日本の古代は今のような美味しいものもなく、不便きわまりない暮らしだったけれど、生まれて来るならずっと昔の方が良かったように思います。辛い暗い生きるだけで精一杯の日々でも、親から虐待を受け続ける毎日よりましだったかもしれないのです。

親を責めたり、批判をするのではありません。子どもを守れない社会全体に無性に腹立たしい気持ちを抱きます。冷血な人ばかりの世になったわけでもないのですから、まわりに住む人々の暮らしに少しだけ関心を持って、これは!と気づいた時は勇気を出して通報してください。「ひとごと」にせず、自分だったら困ることは、誰もが困るんだよと声をあげてほしいのです。
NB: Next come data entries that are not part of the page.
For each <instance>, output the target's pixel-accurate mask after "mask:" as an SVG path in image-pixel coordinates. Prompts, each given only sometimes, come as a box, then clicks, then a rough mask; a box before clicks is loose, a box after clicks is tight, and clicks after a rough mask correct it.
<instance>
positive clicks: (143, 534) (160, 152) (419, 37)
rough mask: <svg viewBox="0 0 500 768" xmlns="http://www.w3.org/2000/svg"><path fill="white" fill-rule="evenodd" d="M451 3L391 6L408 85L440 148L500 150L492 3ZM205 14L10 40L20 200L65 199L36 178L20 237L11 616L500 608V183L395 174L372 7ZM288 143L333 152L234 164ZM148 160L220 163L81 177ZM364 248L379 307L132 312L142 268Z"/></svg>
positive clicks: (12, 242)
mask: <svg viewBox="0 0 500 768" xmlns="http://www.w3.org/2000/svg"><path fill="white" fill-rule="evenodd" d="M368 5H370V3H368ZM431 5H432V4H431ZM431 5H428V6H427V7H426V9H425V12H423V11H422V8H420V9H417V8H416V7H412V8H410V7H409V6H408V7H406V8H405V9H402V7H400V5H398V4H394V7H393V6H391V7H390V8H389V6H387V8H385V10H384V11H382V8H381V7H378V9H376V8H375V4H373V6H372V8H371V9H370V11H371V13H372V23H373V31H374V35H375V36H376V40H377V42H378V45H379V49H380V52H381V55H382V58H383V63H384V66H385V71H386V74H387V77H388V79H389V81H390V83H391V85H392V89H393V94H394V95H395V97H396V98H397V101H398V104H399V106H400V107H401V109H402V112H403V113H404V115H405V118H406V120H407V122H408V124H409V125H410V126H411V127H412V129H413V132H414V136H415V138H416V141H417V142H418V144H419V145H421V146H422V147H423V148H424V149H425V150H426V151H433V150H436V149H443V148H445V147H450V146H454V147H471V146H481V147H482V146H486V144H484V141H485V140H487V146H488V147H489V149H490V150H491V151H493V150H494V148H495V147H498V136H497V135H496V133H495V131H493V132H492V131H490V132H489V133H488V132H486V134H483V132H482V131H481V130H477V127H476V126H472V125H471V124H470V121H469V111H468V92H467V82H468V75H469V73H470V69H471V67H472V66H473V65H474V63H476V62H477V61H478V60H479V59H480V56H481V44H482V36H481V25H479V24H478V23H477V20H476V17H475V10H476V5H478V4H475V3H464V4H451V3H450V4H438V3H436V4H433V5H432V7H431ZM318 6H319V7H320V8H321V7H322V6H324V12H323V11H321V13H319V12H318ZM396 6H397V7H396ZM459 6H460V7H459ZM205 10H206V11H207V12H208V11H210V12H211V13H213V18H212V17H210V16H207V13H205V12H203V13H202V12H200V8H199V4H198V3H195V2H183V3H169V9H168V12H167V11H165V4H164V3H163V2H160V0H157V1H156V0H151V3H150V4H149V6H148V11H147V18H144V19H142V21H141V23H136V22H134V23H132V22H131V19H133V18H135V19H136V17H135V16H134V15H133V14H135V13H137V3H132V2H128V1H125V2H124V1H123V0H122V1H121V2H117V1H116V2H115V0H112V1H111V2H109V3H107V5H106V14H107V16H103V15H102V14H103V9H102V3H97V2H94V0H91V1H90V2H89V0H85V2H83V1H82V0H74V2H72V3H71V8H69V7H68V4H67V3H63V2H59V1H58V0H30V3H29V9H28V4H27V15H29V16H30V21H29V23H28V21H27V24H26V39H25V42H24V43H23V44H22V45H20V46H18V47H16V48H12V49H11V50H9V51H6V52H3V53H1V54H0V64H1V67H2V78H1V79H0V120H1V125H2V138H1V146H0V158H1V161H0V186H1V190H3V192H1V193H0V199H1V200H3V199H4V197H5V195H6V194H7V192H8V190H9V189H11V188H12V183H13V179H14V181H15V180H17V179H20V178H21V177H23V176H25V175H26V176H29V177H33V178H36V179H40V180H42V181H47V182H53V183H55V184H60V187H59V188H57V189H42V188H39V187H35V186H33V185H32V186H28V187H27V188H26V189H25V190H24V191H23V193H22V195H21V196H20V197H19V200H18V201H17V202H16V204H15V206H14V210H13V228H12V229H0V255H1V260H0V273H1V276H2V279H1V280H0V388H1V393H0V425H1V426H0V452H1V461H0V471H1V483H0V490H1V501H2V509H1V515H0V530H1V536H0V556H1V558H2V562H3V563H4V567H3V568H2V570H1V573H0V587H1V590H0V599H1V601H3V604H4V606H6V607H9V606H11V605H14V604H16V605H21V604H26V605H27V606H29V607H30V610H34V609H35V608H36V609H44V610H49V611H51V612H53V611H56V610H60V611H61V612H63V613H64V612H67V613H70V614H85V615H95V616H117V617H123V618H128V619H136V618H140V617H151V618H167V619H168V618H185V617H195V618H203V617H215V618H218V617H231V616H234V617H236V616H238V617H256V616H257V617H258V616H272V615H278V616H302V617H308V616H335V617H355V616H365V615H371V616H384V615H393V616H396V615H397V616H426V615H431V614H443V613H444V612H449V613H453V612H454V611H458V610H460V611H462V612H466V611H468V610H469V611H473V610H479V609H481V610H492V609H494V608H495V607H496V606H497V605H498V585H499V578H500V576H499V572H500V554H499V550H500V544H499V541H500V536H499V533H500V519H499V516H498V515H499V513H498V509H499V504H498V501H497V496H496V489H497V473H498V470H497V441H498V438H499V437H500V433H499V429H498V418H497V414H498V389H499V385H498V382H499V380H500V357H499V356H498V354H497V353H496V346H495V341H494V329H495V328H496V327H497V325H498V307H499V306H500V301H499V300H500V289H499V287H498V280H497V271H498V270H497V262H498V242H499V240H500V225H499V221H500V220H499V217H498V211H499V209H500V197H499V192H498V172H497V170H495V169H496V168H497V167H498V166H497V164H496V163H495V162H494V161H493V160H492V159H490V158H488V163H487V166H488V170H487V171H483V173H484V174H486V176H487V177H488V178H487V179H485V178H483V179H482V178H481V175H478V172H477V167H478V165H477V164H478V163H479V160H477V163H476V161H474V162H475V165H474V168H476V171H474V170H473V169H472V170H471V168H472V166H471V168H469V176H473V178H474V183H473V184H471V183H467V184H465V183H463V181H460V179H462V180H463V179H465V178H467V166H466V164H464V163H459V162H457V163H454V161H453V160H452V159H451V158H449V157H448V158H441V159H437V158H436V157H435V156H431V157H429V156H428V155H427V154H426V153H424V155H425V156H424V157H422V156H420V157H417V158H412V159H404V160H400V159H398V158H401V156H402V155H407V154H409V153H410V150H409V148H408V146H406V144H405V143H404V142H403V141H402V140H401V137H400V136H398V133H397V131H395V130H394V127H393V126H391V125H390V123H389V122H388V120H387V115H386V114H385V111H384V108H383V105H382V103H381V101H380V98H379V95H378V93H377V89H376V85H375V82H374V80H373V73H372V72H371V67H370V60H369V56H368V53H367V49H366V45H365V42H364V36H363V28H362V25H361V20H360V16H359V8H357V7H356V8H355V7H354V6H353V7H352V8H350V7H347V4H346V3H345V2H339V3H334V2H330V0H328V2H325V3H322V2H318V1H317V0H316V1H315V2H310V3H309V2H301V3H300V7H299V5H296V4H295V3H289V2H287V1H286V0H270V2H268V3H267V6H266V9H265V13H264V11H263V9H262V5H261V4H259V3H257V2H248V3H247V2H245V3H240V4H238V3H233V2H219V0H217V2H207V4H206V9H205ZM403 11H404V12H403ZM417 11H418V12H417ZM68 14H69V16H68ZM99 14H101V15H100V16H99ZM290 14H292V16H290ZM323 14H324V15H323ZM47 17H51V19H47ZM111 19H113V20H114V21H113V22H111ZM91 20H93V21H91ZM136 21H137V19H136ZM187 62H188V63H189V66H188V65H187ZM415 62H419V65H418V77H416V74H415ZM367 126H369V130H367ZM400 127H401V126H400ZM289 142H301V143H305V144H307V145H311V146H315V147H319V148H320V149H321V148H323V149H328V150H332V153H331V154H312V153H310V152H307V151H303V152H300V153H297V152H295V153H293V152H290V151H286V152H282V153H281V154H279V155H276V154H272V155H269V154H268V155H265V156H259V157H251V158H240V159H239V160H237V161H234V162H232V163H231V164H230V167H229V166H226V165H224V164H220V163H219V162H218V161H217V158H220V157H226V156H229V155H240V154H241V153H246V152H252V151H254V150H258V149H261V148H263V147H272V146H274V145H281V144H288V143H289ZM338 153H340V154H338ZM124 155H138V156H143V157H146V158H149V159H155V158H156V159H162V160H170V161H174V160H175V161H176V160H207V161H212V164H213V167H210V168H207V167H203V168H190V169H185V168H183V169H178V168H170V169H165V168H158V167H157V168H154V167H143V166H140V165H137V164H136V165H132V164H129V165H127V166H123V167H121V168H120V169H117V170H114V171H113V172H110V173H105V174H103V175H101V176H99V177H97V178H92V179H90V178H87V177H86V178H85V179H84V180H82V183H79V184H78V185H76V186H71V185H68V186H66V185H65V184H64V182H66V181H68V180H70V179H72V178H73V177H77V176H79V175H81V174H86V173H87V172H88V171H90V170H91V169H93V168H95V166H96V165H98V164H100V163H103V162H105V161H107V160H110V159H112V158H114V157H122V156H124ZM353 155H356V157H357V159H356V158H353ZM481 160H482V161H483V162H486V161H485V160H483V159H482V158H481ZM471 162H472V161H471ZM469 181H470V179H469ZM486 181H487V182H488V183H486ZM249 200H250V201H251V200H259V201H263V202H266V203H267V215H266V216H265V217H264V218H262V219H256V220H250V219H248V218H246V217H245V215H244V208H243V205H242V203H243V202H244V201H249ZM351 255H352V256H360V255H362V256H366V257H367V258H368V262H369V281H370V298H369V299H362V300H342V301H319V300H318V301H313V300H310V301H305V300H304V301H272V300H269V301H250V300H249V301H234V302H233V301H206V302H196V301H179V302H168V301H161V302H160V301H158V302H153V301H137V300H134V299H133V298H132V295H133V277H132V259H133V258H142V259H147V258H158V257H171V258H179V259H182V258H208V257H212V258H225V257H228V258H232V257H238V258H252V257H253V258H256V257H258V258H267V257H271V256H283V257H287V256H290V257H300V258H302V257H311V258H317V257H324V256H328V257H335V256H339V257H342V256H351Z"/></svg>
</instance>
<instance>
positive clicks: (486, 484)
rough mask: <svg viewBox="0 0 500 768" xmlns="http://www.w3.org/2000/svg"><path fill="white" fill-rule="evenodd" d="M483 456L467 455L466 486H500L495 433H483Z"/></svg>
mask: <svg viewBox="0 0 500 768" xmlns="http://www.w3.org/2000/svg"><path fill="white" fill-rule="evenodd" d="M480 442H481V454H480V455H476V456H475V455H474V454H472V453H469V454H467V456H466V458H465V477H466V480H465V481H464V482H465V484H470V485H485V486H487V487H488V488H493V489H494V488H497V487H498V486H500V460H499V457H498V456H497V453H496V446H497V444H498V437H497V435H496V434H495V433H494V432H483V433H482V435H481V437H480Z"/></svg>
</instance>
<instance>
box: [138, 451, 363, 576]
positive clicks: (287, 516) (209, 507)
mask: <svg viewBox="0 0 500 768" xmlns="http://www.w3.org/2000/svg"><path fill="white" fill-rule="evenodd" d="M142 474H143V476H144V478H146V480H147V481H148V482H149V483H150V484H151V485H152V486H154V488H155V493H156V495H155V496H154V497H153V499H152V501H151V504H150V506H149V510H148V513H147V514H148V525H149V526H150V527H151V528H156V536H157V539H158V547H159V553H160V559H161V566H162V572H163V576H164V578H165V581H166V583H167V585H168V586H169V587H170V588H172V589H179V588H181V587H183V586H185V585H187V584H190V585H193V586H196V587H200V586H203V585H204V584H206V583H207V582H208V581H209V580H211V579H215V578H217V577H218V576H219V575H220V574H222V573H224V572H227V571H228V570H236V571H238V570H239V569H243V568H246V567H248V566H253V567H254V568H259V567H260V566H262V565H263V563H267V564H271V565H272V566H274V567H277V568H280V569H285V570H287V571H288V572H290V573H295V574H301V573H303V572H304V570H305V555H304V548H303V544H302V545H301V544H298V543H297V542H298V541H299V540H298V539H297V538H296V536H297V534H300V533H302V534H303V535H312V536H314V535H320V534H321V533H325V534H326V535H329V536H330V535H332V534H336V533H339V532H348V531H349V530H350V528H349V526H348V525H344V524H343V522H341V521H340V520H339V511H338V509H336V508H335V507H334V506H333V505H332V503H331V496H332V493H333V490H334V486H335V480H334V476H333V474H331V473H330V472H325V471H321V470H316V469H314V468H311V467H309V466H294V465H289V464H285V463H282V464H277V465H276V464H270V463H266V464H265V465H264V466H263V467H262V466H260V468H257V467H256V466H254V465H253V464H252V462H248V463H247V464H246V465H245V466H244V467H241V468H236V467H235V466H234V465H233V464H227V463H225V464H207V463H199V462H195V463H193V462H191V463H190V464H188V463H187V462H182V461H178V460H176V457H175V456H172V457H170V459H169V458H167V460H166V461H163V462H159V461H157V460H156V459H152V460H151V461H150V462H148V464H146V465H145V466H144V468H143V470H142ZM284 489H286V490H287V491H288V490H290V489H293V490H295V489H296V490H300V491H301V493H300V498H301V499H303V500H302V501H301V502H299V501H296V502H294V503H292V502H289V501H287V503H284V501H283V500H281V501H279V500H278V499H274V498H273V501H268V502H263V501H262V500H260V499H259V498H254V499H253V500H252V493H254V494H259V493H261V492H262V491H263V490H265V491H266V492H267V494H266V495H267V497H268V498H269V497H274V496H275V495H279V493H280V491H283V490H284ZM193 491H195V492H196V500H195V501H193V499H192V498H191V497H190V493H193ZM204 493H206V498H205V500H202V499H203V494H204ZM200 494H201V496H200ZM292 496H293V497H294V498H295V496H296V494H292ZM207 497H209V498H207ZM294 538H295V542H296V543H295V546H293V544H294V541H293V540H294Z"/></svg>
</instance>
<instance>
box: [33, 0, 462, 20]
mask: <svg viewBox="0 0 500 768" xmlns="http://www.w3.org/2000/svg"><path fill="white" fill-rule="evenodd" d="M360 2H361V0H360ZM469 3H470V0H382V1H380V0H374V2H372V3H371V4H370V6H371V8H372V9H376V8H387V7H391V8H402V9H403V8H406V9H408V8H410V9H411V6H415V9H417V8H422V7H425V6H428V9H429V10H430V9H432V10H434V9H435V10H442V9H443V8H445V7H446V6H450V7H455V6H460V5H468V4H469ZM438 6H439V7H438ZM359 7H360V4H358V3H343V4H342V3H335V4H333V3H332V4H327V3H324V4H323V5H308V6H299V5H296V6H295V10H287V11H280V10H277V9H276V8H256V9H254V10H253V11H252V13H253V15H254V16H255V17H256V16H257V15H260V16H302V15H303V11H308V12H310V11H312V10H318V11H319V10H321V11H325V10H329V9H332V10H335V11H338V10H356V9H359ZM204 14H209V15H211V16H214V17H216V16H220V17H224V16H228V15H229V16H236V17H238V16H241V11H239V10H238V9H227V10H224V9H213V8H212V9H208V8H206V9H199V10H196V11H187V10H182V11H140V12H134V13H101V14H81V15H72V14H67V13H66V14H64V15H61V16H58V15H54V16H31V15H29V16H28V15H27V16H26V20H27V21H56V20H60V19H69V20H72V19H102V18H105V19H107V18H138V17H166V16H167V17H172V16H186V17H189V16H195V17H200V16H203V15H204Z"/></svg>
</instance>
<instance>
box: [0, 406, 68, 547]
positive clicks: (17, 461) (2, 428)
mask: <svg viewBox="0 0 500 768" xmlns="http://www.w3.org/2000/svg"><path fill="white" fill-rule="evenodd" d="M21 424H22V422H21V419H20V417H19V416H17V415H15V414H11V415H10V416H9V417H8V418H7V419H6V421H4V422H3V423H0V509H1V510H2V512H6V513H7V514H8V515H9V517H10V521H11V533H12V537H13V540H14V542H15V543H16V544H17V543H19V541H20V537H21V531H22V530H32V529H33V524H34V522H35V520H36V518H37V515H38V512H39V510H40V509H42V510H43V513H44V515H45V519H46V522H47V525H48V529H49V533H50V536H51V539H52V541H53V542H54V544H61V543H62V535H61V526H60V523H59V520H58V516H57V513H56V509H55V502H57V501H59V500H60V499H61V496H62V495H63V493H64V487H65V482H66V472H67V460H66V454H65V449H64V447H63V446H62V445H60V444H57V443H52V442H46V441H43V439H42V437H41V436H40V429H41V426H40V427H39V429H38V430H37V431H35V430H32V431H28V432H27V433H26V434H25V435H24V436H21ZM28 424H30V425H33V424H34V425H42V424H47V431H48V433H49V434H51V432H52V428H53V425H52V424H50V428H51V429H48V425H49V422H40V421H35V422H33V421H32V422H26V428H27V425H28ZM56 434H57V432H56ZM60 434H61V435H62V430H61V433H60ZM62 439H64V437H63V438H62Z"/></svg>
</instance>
生き難い現代をいかに笑顔で渡っていくか、それはいつも言うように人と人との連帯が一番の決め手ではないでしょうか。他人に迷惑をかけない人になれ!と育てられた30才代の大人たちには、今からでも「心を素直に表わして生きること」を進言していきましょう。

悲しい思いはもうごめんです。見知らぬ幼子の身に起きる事件は想像するのも辛いことです。梁塵秘抄のうたを涙と共に読んだ夜・・・でした。